There will be 300 bikes in all for citizens and visitors to access from kiosks and bike racks. Bike Share's Eric Trull says that's about normal for the six square miles that the program will initiate from.
The Mayor and Trull announced that founding memberships are now available for the program for $99. That includes an additional 30 minutes of ride time on top of the regular one hour daily ride time included with all Coast Bike Share memberships. Daily memberships will be $5, monthly memberships $30 and annual memberships $79, and can be obtained by going to coastbikeshare.com.
"The bikes are lighter, the bike is higher tech and theft resistant," touts Jim Shirk from the Hillsborough County Bicycle Pedestrian Advisory Committee. Shirk's company City Bike Tampa is working on obtaining a maintenance contract from Coast Bike Share but has no affiliation with the company. But Shirk considers himself somewhat of an expert on such systems, having used bike share programs in Buenos Aires, New York City, Washington D.C. and Toronto.

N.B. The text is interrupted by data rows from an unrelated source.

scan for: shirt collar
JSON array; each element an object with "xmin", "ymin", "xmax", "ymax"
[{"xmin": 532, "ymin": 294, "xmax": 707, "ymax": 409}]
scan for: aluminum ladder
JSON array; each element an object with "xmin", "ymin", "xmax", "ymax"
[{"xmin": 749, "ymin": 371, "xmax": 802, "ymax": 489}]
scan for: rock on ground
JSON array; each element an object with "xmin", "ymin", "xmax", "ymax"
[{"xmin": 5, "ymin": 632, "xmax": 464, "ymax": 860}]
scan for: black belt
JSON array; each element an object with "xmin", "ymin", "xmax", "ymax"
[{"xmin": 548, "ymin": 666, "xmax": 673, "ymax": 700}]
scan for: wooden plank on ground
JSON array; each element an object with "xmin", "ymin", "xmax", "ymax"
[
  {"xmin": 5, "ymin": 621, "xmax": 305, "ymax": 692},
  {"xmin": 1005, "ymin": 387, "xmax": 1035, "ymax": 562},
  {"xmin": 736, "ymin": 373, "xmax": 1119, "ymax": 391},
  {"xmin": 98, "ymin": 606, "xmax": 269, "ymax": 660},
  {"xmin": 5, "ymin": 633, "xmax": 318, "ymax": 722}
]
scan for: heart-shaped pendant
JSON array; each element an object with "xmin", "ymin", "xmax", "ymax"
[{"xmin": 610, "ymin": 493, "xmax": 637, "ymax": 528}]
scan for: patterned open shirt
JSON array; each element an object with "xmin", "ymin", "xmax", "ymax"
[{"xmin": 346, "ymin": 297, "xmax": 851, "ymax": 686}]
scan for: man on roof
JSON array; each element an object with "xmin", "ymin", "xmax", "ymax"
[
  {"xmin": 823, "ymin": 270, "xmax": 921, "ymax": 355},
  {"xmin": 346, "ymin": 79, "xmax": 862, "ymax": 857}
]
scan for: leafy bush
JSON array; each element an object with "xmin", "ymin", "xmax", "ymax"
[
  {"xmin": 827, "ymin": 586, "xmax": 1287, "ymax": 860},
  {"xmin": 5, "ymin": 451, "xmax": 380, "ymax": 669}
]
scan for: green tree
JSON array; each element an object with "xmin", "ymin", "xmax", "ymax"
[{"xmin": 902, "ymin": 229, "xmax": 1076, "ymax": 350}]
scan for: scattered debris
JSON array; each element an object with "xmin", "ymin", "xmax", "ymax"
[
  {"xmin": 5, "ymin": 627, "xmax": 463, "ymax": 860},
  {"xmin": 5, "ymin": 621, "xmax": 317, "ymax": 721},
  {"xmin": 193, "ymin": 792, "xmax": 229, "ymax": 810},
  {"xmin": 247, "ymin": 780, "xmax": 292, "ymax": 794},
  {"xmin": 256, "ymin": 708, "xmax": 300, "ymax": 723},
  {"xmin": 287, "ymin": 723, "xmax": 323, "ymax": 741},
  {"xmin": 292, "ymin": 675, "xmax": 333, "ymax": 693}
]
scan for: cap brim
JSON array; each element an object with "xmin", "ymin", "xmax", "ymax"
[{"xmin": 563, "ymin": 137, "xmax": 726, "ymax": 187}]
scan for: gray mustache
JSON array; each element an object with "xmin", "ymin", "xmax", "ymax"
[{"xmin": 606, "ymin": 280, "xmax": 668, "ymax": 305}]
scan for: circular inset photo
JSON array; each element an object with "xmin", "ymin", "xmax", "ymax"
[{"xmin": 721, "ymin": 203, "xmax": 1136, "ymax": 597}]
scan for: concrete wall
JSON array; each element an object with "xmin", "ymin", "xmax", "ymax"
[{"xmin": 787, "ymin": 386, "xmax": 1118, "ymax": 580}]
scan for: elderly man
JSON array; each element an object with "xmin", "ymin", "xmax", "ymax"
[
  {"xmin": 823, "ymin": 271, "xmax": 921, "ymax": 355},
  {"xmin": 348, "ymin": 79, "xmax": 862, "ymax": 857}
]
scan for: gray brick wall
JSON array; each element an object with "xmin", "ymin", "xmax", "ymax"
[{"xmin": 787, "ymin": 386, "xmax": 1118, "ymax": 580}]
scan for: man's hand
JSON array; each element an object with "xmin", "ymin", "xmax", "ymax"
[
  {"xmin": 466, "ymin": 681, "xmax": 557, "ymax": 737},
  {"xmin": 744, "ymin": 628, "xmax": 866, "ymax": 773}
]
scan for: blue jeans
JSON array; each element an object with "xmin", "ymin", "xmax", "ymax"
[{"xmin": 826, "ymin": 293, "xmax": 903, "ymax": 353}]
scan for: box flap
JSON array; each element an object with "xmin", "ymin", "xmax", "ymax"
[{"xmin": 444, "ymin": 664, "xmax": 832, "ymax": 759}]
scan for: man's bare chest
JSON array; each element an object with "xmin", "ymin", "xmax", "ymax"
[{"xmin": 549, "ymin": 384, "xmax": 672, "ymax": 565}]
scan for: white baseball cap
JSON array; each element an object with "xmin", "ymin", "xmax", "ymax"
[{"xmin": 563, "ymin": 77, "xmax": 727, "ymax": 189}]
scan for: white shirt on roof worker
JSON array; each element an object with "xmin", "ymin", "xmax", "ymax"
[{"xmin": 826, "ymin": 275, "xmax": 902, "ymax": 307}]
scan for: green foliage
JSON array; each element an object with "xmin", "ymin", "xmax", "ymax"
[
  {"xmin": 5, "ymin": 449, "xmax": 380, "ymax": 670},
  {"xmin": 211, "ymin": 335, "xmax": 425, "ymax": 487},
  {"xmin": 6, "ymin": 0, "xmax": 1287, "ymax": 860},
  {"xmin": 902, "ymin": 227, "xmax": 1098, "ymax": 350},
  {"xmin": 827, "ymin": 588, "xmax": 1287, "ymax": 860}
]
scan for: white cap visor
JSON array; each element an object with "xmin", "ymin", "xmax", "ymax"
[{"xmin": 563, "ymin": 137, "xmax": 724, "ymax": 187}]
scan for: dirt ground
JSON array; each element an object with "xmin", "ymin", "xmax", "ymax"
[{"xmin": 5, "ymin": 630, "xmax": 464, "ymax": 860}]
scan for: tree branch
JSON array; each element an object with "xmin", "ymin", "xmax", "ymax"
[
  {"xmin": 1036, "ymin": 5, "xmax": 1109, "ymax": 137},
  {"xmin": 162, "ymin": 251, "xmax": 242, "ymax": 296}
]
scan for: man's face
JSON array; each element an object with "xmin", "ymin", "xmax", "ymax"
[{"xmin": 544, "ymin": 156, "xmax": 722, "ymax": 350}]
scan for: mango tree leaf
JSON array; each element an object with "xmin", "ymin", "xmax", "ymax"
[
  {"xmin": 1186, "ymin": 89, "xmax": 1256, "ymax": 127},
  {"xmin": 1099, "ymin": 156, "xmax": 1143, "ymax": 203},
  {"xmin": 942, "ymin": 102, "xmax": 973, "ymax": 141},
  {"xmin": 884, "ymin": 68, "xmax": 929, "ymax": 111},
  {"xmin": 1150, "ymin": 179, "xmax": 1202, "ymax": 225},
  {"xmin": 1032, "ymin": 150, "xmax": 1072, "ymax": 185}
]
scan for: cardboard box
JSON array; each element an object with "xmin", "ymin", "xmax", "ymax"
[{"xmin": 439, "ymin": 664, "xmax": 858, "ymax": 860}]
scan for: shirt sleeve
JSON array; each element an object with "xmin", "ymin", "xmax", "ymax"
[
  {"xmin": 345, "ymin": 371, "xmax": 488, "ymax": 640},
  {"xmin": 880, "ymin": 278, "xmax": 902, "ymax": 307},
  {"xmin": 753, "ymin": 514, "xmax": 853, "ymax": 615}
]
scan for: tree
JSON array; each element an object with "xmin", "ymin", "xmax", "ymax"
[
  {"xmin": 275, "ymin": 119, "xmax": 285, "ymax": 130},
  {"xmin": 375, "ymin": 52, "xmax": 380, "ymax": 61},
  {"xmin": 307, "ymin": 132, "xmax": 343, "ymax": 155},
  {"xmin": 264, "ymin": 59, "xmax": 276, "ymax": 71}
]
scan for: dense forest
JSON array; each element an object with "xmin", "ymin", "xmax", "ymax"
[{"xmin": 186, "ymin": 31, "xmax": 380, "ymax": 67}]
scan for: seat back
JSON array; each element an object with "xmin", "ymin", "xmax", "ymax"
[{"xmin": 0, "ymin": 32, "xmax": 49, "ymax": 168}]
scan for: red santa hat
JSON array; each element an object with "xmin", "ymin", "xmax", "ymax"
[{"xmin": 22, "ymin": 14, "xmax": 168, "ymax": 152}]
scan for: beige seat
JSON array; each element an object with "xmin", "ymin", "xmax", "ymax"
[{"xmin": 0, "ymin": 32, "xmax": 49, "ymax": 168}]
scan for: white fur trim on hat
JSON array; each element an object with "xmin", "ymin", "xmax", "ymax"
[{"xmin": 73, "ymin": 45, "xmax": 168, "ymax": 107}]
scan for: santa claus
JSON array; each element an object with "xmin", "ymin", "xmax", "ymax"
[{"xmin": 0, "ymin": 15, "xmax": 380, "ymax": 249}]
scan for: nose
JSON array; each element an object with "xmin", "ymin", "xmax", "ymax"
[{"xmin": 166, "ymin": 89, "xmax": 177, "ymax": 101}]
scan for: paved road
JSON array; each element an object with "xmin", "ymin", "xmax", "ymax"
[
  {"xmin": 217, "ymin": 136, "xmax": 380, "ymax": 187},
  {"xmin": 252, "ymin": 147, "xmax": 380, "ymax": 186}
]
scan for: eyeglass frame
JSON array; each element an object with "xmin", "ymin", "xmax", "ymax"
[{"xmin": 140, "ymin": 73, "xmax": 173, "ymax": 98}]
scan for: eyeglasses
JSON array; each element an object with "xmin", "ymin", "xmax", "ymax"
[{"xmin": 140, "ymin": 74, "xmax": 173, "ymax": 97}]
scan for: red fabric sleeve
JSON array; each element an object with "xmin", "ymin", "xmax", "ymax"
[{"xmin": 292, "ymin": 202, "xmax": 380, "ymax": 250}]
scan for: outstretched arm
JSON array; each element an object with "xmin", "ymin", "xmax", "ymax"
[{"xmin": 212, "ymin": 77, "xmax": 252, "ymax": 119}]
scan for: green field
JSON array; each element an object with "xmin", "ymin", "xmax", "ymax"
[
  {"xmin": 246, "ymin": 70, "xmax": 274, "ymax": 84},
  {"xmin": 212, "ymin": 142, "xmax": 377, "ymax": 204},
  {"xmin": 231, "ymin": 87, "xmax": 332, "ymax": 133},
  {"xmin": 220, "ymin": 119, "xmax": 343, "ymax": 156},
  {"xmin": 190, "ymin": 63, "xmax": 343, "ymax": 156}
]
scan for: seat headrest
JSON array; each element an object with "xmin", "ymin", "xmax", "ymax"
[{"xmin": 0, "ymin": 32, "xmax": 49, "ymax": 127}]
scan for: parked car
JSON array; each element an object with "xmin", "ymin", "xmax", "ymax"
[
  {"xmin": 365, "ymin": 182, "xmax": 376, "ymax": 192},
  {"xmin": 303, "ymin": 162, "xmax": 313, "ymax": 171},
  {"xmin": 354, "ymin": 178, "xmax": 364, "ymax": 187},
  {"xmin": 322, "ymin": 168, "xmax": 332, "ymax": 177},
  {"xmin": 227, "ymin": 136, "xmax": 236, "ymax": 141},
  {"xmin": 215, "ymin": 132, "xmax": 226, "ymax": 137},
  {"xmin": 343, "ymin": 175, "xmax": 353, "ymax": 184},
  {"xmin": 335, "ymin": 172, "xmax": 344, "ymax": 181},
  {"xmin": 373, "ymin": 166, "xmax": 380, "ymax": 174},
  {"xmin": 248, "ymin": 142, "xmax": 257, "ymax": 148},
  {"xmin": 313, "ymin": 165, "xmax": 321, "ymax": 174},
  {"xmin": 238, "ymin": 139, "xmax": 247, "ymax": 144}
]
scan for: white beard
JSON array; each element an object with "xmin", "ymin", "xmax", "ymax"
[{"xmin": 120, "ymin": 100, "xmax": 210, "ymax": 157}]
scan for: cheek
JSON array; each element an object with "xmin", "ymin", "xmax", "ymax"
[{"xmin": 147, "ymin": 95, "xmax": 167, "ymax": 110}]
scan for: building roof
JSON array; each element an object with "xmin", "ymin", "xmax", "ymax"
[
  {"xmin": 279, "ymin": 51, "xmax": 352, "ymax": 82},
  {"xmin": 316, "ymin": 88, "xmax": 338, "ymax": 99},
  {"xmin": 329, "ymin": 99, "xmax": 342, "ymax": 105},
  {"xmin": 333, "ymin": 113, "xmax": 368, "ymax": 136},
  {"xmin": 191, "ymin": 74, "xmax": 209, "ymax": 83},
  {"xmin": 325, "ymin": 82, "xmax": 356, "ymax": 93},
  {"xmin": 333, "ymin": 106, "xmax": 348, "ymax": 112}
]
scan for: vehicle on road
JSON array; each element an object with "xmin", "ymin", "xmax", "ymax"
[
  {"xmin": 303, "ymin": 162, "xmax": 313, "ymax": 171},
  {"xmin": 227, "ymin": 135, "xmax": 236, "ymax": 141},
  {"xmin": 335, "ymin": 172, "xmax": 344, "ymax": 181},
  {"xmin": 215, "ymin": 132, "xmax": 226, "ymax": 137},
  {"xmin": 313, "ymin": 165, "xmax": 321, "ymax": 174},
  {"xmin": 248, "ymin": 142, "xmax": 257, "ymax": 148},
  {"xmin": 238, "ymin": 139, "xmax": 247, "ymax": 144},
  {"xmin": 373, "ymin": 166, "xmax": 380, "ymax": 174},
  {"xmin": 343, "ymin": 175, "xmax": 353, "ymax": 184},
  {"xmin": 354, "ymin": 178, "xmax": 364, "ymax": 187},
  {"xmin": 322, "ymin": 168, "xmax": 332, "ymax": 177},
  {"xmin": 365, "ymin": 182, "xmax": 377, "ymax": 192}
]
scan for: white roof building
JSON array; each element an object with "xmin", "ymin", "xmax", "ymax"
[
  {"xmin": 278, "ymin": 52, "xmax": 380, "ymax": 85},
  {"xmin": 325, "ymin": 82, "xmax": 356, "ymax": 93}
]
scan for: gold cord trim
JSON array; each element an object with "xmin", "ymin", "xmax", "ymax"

The program was scheduled to begin in the spring, but Trull says that a technology change with how the customer will access the bikes is the reason for that delay. Pointing to what resembles a small computer currently on the back of the bikes, he says that instead the bikes will be accompanied by a nine-digit touchscreen which will facilitate a better "user experience." There will also be a radio transmitter card that each member will own that they can tap on that touchscreen and then a four-digit PIN that they will type to get the bike.
Trull envisions young professionals in the downtown area and Channelside using the service immediately. Among the places where the bikes will be stationed include near the Tampa Bay Times Forum, Curtis Hixon Park, Hyde Park Village, and near the Hillsborough County courthouse.
Further expansion could include parts of South Howard, a place populated by lots of twentysomethings with few public places to park. Trull says it will not be legal to ride such a bike if the customer is inebriated. And he says that "after certain hours, I'm going to tell you to call a cab just to make sure you're making the right decision."